Y sin ningún tipo de vacilación, como el juez cuando juzga, metió su pene donde antes tuvo los dedos. No era muy grande, pero se notaba perfectamente su presencia y ¡Cómo me gustaba! Me sentía muy bien teniéndole a él dentro y mejor se sintió cuando empezó a moverse. ¡Qué gustito! Nunca imaginé que se pudiese sentir tanto placer haciendo eso en ese sitio. Y él parecía disfrutar más. No podía verle la cara, pero se notaba en sus gemidos, que aumentaban de volumen a medida que él aumentaba el ritmo.

Quise tocarme, pero retiró mi mano y la sustituyó por la suya. ¡Qué sensación! Nunca antes había sentido tanto gusto. Oleadas de placer como corrientes eléctricas inundaban mi cuerpo y se hacían más intensas cada vez que me embestía. Me sentía en el paraíso, lleno y en comunión con el mundo. Julián gemía como nunca antes lo había hecho. Su ritmo se volvió frenético hasta que, con un grito ahogado, me la clavó hasta el fondo y la dejó allí inundándome las tripas. ¡Qué placer! Eso fue lo que colmó el vaso y ya no pude contenerme más. Me corrí yo también, de una manera brutal pringando sus manos con mi semilla. Pero él no paró ahí, bombeó durante un pequeño rato más hasta que se cansó y quedó tumbado sobre mi espalda.

No me la sacó, me la dejó dentro hasta que su circulación se relajó y salió por ella misma.
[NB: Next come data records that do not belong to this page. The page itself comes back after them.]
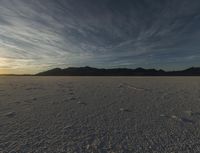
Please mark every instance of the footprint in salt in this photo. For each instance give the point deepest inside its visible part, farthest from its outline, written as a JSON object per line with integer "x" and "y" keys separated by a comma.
{"x": 82, "y": 103}
{"x": 124, "y": 110}
{"x": 10, "y": 114}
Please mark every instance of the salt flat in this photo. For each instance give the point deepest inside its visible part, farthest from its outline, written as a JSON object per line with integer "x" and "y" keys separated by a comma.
{"x": 99, "y": 114}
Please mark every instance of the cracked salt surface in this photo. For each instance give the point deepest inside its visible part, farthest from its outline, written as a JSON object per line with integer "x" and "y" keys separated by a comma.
{"x": 99, "y": 114}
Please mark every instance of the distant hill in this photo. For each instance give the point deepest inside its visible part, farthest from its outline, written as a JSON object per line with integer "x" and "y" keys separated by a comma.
{"x": 90, "y": 71}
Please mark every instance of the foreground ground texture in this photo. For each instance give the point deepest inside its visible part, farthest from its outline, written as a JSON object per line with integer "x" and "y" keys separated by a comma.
{"x": 99, "y": 114}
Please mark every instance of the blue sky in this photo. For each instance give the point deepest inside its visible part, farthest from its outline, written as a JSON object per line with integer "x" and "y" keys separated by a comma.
{"x": 37, "y": 35}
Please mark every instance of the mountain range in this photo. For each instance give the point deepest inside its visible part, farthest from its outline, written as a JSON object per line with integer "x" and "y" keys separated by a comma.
{"x": 90, "y": 71}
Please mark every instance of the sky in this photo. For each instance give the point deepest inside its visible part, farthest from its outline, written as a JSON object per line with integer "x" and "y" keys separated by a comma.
{"x": 36, "y": 35}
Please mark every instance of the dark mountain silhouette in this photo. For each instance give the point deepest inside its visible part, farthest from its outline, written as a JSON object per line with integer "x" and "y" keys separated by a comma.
{"x": 90, "y": 71}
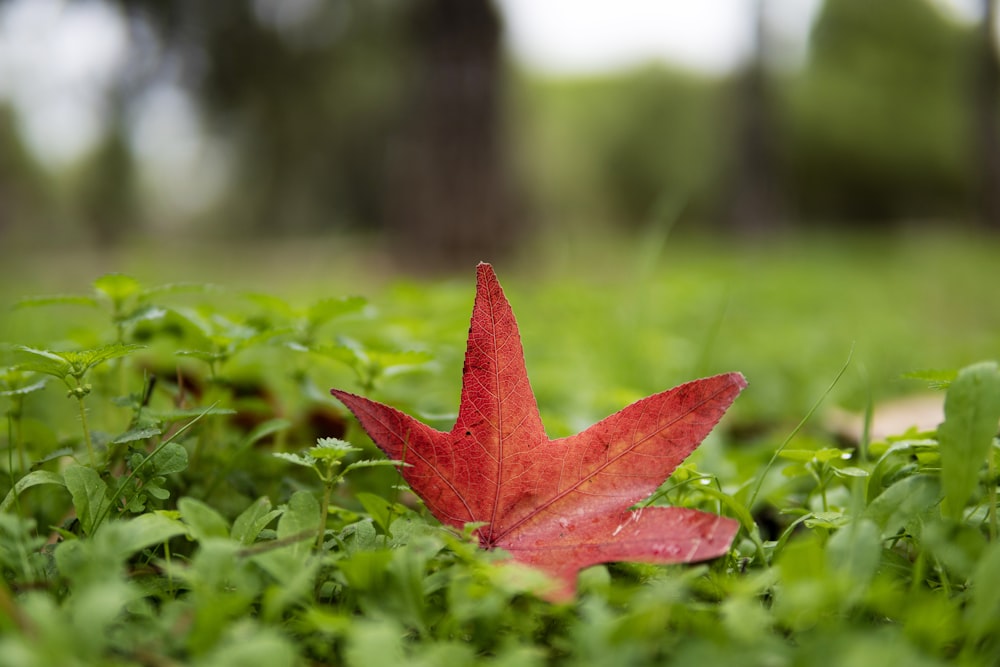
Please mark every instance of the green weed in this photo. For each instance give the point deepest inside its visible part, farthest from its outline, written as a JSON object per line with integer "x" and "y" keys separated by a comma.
{"x": 199, "y": 499}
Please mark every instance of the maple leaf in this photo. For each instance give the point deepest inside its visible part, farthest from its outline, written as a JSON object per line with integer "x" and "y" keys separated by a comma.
{"x": 559, "y": 505}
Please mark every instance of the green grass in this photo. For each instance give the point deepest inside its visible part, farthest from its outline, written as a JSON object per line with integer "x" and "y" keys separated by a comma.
{"x": 151, "y": 523}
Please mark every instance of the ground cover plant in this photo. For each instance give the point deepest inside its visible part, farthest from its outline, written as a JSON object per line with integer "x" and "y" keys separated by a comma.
{"x": 179, "y": 488}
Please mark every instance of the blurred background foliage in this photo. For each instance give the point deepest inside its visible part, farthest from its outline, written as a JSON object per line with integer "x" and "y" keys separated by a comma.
{"x": 406, "y": 122}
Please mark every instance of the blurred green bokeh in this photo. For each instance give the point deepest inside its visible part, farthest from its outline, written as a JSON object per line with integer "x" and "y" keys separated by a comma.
{"x": 405, "y": 123}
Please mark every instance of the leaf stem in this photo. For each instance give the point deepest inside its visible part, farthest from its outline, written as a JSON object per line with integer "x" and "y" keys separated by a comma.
{"x": 795, "y": 431}
{"x": 86, "y": 430}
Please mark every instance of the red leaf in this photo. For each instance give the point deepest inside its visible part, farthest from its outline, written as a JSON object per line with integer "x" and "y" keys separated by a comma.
{"x": 559, "y": 505}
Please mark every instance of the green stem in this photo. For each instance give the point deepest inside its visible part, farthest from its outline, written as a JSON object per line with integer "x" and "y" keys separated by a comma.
{"x": 991, "y": 475}
{"x": 324, "y": 510}
{"x": 86, "y": 431}
{"x": 774, "y": 457}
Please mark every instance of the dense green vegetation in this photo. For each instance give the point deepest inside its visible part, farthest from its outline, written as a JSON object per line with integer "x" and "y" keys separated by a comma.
{"x": 178, "y": 487}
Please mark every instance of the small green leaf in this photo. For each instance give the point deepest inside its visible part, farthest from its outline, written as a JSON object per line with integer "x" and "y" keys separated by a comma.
{"x": 33, "y": 478}
{"x": 297, "y": 459}
{"x": 82, "y": 361}
{"x": 134, "y": 434}
{"x": 142, "y": 314}
{"x": 856, "y": 551}
{"x": 270, "y": 427}
{"x": 902, "y": 502}
{"x": 169, "y": 459}
{"x": 117, "y": 287}
{"x": 972, "y": 415}
{"x": 983, "y": 612}
{"x": 247, "y": 526}
{"x": 90, "y": 495}
{"x": 43, "y": 361}
{"x": 302, "y": 515}
{"x": 377, "y": 507}
{"x": 935, "y": 379}
{"x": 204, "y": 521}
{"x": 149, "y": 529}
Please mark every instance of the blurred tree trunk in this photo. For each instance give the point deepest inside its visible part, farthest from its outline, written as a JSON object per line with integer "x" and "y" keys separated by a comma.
{"x": 449, "y": 194}
{"x": 753, "y": 205}
{"x": 987, "y": 119}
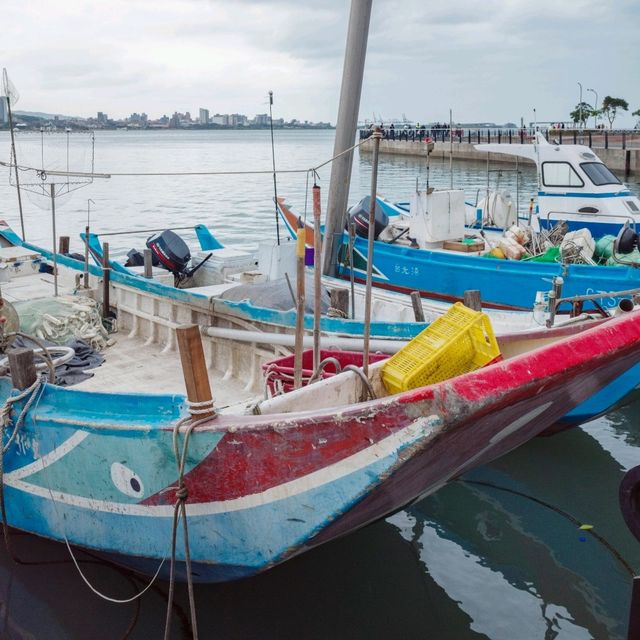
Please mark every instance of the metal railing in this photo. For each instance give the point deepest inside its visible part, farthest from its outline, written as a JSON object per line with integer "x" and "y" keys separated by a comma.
{"x": 597, "y": 138}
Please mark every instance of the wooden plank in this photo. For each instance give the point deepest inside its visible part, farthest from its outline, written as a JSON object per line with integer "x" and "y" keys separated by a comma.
{"x": 416, "y": 301}
{"x": 340, "y": 300}
{"x": 194, "y": 367}
{"x": 472, "y": 299}
{"x": 22, "y": 367}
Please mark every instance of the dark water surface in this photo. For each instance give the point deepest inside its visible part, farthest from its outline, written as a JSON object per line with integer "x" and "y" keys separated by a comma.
{"x": 497, "y": 554}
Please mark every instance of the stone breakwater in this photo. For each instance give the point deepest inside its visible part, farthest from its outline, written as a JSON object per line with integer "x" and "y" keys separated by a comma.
{"x": 616, "y": 159}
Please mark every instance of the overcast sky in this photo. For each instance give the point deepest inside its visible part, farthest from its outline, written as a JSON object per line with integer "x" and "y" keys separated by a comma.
{"x": 490, "y": 61}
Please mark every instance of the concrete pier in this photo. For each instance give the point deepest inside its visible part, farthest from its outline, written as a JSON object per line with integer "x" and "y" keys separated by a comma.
{"x": 615, "y": 159}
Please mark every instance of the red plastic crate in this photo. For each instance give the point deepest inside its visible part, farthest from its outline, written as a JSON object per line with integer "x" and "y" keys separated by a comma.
{"x": 280, "y": 371}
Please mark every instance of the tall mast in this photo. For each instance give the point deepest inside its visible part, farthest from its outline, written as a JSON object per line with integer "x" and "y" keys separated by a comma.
{"x": 346, "y": 126}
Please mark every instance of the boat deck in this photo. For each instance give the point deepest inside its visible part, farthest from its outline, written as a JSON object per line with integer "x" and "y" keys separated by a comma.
{"x": 133, "y": 365}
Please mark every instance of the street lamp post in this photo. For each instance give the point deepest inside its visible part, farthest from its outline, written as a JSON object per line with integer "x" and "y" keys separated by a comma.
{"x": 580, "y": 103}
{"x": 595, "y": 108}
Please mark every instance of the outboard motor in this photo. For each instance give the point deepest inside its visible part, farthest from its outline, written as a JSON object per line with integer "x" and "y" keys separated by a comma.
{"x": 359, "y": 215}
{"x": 170, "y": 251}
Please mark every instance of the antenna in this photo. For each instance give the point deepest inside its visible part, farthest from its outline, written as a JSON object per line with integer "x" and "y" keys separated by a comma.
{"x": 59, "y": 151}
{"x": 12, "y": 97}
{"x": 273, "y": 158}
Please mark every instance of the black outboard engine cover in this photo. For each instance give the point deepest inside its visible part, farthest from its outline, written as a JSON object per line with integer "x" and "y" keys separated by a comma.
{"x": 171, "y": 250}
{"x": 359, "y": 215}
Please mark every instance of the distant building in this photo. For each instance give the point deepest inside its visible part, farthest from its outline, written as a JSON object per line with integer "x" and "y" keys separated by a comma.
{"x": 220, "y": 119}
{"x": 238, "y": 120}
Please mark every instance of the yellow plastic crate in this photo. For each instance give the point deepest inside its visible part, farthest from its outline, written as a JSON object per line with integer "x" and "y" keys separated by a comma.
{"x": 458, "y": 342}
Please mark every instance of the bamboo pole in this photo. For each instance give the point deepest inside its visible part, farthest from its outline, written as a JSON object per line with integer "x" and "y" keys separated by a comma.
{"x": 377, "y": 134}
{"x": 86, "y": 257}
{"x": 299, "y": 344}
{"x": 106, "y": 273}
{"x": 53, "y": 226}
{"x": 15, "y": 162}
{"x": 317, "y": 275}
{"x": 194, "y": 370}
{"x": 347, "y": 122}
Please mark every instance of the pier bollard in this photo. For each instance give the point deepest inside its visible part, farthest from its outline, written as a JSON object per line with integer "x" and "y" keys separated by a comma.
{"x": 22, "y": 367}
{"x": 194, "y": 368}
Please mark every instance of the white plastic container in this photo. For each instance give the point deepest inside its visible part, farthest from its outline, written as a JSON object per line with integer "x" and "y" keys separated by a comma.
{"x": 511, "y": 249}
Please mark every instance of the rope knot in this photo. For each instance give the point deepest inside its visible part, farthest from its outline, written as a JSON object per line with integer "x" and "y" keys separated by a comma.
{"x": 182, "y": 493}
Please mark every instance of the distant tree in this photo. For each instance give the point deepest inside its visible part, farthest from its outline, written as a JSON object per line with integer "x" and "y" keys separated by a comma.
{"x": 610, "y": 108}
{"x": 581, "y": 113}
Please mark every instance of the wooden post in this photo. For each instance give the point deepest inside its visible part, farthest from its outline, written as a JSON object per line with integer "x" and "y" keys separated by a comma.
{"x": 416, "y": 301}
{"x": 106, "y": 281}
{"x": 148, "y": 264}
{"x": 339, "y": 299}
{"x": 299, "y": 341}
{"x": 22, "y": 367}
{"x": 472, "y": 299}
{"x": 86, "y": 257}
{"x": 63, "y": 245}
{"x": 372, "y": 223}
{"x": 194, "y": 367}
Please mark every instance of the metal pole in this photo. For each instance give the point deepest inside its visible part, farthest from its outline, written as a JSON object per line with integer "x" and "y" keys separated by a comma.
{"x": 451, "y": 148}
{"x": 15, "y": 165}
{"x": 580, "y": 103}
{"x": 347, "y": 123}
{"x": 273, "y": 160}
{"x": 372, "y": 223}
{"x": 299, "y": 344}
{"x": 595, "y": 108}
{"x": 317, "y": 276}
{"x": 53, "y": 224}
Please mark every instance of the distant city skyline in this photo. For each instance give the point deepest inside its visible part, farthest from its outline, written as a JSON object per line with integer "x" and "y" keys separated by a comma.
{"x": 496, "y": 64}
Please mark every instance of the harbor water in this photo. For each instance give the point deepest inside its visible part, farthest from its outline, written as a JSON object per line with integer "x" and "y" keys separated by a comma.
{"x": 498, "y": 553}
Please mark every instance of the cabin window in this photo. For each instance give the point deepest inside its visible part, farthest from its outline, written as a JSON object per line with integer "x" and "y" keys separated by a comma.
{"x": 599, "y": 174}
{"x": 560, "y": 174}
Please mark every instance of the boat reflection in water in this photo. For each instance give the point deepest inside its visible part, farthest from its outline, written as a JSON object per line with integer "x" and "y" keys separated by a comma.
{"x": 504, "y": 541}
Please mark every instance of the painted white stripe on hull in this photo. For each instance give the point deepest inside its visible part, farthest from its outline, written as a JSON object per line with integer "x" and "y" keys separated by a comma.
{"x": 389, "y": 445}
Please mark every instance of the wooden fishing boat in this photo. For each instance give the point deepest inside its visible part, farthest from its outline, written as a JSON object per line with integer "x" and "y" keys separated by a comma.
{"x": 156, "y": 307}
{"x": 444, "y": 272}
{"x": 263, "y": 479}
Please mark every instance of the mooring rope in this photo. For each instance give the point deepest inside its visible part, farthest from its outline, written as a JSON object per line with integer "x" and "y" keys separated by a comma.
{"x": 30, "y": 393}
{"x": 43, "y": 173}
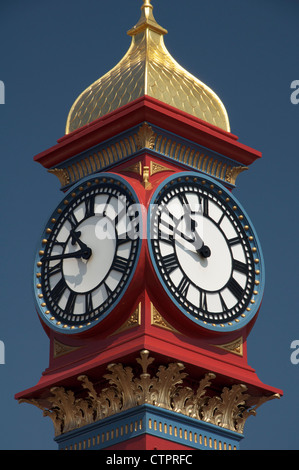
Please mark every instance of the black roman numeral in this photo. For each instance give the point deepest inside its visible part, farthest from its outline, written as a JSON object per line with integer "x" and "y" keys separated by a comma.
{"x": 205, "y": 207}
{"x": 235, "y": 288}
{"x": 120, "y": 264}
{"x": 240, "y": 267}
{"x": 56, "y": 269}
{"x": 203, "y": 301}
{"x": 89, "y": 206}
{"x": 108, "y": 290}
{"x": 70, "y": 305}
{"x": 120, "y": 215}
{"x": 183, "y": 199}
{"x": 170, "y": 262}
{"x": 223, "y": 304}
{"x": 183, "y": 286}
{"x": 72, "y": 220}
{"x": 165, "y": 237}
{"x": 233, "y": 241}
{"x": 88, "y": 302}
{"x": 107, "y": 205}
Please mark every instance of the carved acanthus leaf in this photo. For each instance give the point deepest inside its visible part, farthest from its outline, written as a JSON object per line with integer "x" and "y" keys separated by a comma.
{"x": 165, "y": 389}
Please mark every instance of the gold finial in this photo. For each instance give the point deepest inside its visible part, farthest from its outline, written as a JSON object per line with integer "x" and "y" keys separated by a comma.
{"x": 147, "y": 20}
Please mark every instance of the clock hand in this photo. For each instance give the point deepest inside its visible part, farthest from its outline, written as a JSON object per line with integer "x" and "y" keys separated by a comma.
{"x": 203, "y": 250}
{"x": 76, "y": 238}
{"x": 83, "y": 253}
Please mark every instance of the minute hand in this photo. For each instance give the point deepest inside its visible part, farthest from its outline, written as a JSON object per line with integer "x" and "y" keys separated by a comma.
{"x": 75, "y": 254}
{"x": 200, "y": 247}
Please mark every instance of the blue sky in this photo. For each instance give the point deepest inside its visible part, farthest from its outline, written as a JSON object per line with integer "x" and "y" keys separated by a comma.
{"x": 248, "y": 53}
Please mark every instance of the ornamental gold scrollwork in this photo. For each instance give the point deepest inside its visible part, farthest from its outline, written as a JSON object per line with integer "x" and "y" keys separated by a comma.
{"x": 69, "y": 410}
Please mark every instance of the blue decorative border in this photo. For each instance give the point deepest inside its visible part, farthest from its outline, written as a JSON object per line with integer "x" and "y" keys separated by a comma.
{"x": 37, "y": 291}
{"x": 154, "y": 421}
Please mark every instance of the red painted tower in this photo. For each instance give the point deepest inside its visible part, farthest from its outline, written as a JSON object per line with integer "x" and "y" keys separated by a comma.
{"x": 149, "y": 275}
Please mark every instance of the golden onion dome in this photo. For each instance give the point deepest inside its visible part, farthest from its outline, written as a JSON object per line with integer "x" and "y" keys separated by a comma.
{"x": 147, "y": 69}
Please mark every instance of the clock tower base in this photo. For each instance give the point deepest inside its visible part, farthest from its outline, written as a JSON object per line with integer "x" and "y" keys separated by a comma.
{"x": 149, "y": 427}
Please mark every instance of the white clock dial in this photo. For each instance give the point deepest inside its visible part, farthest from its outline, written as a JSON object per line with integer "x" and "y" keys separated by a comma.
{"x": 89, "y": 253}
{"x": 204, "y": 251}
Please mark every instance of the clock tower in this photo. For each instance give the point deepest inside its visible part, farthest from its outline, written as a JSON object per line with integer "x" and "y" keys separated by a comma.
{"x": 149, "y": 274}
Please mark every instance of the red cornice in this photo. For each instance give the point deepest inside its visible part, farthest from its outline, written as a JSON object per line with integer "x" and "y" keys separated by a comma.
{"x": 157, "y": 113}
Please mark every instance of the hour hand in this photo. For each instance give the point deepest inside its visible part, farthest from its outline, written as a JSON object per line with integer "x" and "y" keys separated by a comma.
{"x": 75, "y": 254}
{"x": 76, "y": 239}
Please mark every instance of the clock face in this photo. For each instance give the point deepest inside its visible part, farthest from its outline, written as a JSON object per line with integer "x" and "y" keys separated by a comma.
{"x": 88, "y": 253}
{"x": 205, "y": 252}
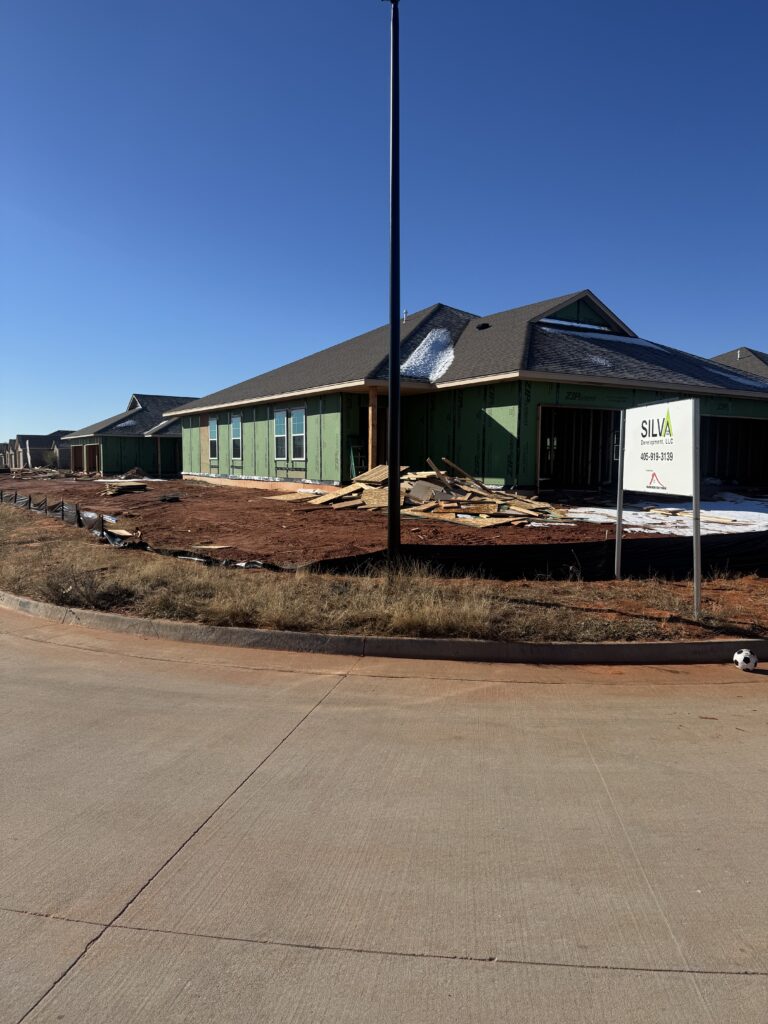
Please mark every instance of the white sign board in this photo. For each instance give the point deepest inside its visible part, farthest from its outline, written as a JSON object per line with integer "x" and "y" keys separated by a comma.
{"x": 658, "y": 449}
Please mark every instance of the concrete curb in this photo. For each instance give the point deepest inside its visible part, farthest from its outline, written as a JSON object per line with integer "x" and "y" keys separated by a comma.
{"x": 664, "y": 652}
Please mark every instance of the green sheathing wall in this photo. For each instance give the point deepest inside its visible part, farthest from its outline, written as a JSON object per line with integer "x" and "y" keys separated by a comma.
{"x": 170, "y": 456}
{"x": 121, "y": 454}
{"x": 323, "y": 443}
{"x": 190, "y": 443}
{"x": 536, "y": 393}
{"x": 353, "y": 432}
{"x": 476, "y": 427}
{"x": 223, "y": 449}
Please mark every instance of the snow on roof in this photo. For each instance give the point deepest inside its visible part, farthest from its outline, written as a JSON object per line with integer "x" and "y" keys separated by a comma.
{"x": 431, "y": 357}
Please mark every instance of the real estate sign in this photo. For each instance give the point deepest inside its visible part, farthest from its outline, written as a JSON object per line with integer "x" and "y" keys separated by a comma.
{"x": 658, "y": 449}
{"x": 659, "y": 456}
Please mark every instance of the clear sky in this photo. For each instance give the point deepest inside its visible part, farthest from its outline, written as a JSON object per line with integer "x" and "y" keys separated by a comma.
{"x": 193, "y": 192}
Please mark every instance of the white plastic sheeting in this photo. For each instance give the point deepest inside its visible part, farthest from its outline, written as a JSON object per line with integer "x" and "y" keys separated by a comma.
{"x": 728, "y": 513}
{"x": 431, "y": 357}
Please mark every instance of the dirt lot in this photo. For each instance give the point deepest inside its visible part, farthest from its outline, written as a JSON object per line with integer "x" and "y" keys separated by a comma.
{"x": 249, "y": 525}
{"x": 48, "y": 560}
Los dos nos incorporamos y comenzamos a vestirnos cuando, de repente, oímos los chirridos de las bisagras y el golpe de la puerta que se cierra. Nos miramos el uno al otro.

-Alguien nos ha visto- Susurró Julián asustado.

-¿No cerraste la puerta con llave?- Le pregunté incrédulo.

-No.

Los dos nos quedamos helados ante la evidente verdad. Nos habían pillado y no sabíamos quién era. Salí corriendo para intentar descubrir al espía. Llegué hasta la puerta, alargué la mano para girar el pomo y me eché atrás en mi intento de descubrir quién había sido. No podía salir a la calle, aun estaba desnudo. Para cuando me hubiese vestido, encontrarle sería imposible. Volví a donde estaba Julián y comencé a vestirme. Él hizo lo mismo.